Class ChainLoRAAdapter<T>
Chain-of-LoRA adapter that implements sequential composition of multiple LoRA adapters.
public class ChainLoRAAdapter<T> : LoRAAdapterBase<T>, IDisposable, ILoRAAdapter<T>, ILayer<T>, IJitCompilable<T>, IDiagnosticsProvider, IWeightLoadable<T>
Type Parameters
TThe numeric type used for calculations, typically float or double.
- Inheritance
-
LayerBase<T>ChainLoRAAdapter<T>
- Implements
-
ILoRAAdapter<T>ILayer<T>
- Inherited Members
Remarks
Chain-of-LoRA (COLA) is an advanced LoRA technique that enables sequential composition of multiple LoRA adaptations through an iterative optimization framework. Unlike standard LoRA which applies a single low-rank adaptation, COLA builds a chain of adaptations where each adapter is trained, merged into the model, and then a new adapter is initialized for further refinement.

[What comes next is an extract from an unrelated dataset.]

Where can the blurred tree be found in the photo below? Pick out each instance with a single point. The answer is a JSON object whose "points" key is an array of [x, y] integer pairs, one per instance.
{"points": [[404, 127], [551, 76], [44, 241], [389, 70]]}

This approach bridges the performance gap between standard LoRA and full fine-tuning by employing residual learning principles. Each iteration in the chain adds incremental improvements to the model's task-specific performance without incurring additional computational costs or memory overhead during inference.
Key Concepts:
Sequential Adaptation: Chain-of-LoRA applies adaptations in sequence (Task A → Task B → Task C), where each stage builds upon the previous one. This is inspired by the Frank-Wolfe optimization algorithm, which makes greedy updates along the direction of maximum improvement.
Merge and Re-initialize: After training each LoRA adapter, the learned weights are merged back into the base layer, and a new LoRA adapter is initialized. This "tying a knot" process allows the model to consolidate learned knowledge before adding new adaptations.

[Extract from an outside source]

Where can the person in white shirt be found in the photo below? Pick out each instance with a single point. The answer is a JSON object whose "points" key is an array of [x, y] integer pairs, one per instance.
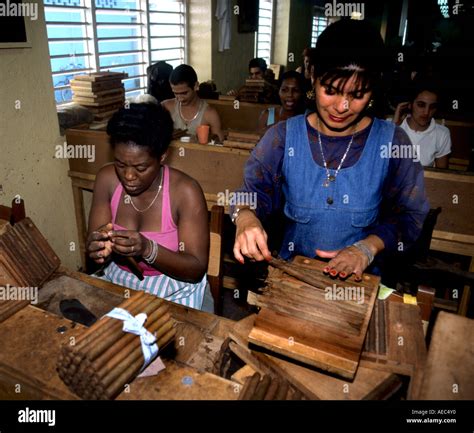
{"points": [[431, 140]]}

Knowledge Preservation: By freezing the base layer and only training the LoRA components, the chain preserves previously learned knowledge while allowing new task-specific adaptations. Each adapter in the chain captures a specific aspect of the task or a refinement step.
Incremental Fine-tuning Pipeline: COLA enables continual learning scenarios where tasks are presented sequentially, and the model must adapt to new tasks while maintaining performance on previous ones.
Benefits of Chain-of-LoRA:
- Better Performance: Achieves up to 6.47% relative accuracy gain over standard LoRA
- No Extra Overhead: After merging, inference cost is identical to the base model
- Modular Adaptation: Each adapter can be trained, tested, and validated independently
- Catastrophic Forgetting Mitigation: Sequential merging helps preserve prior knowledge
- Task Chaining: Naturally supports multi-task learning and transfer learning scenarios
- Flexible Deployment: Can deploy the full chain or selected adapters as needed
For Beginners:
Imagine you're learning a complex skill in stages:
- First, you learn the basics (Adapter 1)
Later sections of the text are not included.